1) Memberi pemahaman yang benar tentang pendidikan karakter.
Pada dasarnya pemahaman terhadap nilai-nilai yang dikembangkan dalam
pendidikan karakter serupa dengan penanaman pemahaman terhadap
kemampuan dan disposisi matematik. Misalnya dalam belajar matematika siswa
tidak hanya untuk memiliki kemampuan ranah kognitif yaitu berpikir matematik
namun juga didukung dengan pemilikan disposisi matematik sedemikian
sehingga siswa berkeinginan untuk melaksanakan tugas-tugas matematik.
2) Pembiasaan.
Pembiasaan diposisi matematik, karakter dan nilai hendaknya dilakukan secara
bersamaan dan berkelanjutan melalui pembiasaan selama pembelajaran.

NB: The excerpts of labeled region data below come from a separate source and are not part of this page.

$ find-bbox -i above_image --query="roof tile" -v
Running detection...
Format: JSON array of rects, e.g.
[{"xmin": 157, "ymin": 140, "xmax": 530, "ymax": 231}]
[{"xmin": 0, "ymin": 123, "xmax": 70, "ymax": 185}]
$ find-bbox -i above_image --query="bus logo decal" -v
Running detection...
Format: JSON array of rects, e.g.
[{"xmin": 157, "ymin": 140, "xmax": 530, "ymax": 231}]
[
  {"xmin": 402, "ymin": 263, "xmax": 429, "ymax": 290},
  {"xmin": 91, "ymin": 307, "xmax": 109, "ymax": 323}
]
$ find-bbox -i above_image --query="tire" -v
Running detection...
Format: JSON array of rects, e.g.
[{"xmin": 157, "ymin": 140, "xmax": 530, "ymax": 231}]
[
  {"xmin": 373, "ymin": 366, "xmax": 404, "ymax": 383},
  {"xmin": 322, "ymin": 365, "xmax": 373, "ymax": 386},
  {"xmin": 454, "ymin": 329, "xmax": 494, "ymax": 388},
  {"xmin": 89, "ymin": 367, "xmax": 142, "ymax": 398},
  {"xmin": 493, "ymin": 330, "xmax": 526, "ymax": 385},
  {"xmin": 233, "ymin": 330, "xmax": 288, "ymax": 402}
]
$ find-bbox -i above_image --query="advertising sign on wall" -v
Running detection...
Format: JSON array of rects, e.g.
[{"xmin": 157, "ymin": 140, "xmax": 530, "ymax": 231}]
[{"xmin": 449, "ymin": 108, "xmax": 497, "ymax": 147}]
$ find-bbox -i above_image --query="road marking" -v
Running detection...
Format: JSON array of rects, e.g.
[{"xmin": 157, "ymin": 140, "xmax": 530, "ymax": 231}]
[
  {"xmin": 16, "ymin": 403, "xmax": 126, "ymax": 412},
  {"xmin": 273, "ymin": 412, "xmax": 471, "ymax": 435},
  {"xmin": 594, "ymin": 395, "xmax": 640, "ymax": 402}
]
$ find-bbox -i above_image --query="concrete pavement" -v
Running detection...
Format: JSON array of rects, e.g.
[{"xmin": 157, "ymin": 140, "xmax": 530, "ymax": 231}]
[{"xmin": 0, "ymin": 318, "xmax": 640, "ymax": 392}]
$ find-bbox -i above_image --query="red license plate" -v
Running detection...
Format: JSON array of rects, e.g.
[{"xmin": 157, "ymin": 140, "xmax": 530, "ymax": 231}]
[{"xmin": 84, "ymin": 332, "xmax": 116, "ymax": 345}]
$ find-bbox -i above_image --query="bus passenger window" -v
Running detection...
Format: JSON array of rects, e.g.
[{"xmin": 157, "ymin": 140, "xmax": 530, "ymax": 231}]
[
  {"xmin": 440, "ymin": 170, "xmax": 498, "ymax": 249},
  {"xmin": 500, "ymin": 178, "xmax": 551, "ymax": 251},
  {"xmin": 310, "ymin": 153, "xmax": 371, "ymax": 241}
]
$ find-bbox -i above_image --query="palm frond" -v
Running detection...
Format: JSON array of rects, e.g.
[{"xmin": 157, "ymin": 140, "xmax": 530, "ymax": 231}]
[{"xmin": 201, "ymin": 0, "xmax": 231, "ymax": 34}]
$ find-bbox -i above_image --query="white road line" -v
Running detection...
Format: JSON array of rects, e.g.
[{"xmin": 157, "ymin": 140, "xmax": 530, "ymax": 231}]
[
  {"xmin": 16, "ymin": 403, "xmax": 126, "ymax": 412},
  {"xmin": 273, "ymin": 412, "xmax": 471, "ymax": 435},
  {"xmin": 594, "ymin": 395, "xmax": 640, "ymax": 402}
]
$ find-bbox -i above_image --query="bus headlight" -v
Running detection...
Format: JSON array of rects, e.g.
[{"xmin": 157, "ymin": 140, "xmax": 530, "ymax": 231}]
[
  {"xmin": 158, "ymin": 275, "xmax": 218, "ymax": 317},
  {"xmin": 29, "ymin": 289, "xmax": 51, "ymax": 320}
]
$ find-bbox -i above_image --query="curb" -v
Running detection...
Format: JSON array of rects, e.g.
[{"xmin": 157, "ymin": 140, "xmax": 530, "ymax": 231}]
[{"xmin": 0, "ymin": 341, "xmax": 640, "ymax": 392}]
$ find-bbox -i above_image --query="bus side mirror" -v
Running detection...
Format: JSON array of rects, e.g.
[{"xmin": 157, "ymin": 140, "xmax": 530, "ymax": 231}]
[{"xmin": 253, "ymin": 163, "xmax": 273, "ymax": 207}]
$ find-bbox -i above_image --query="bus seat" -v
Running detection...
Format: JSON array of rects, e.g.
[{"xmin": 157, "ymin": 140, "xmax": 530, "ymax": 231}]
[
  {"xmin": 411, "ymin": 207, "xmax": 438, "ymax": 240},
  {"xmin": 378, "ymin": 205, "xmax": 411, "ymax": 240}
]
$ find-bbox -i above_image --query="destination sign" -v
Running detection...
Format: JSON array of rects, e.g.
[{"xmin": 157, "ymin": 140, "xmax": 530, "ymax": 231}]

Misalnya pembiasaan bersikap jujur, disiplin, kerja keras/ulet, kritis, kreatif,
mandiri dan rasa ingin tahu dibangun melalui pembiasaan pemberian tugas
matematik yang relevan dan menantang, sesuai dengan kebutuhan dan tahap
perkembangan intelektual siswa.
3) Contoh atau teladan.
Nilai dan karakter tidak diajarkan namun dikembangkan melalui teladan perilaku
guru. Misalnya diharapkan siswa bersikap jujur, disiplin, kerja keras/ulet, kritis,
kreatif, mandiri dan rasa ingin tahu maka guru juga memberi teladan bersikap
yang sama. Sebagai contoh, bagaimana siswa bersikap ulet dan kreatif kalau
guru mengajar secara rutin dari tahun ke tahun.
4) Pembelajaran matematika secara integral.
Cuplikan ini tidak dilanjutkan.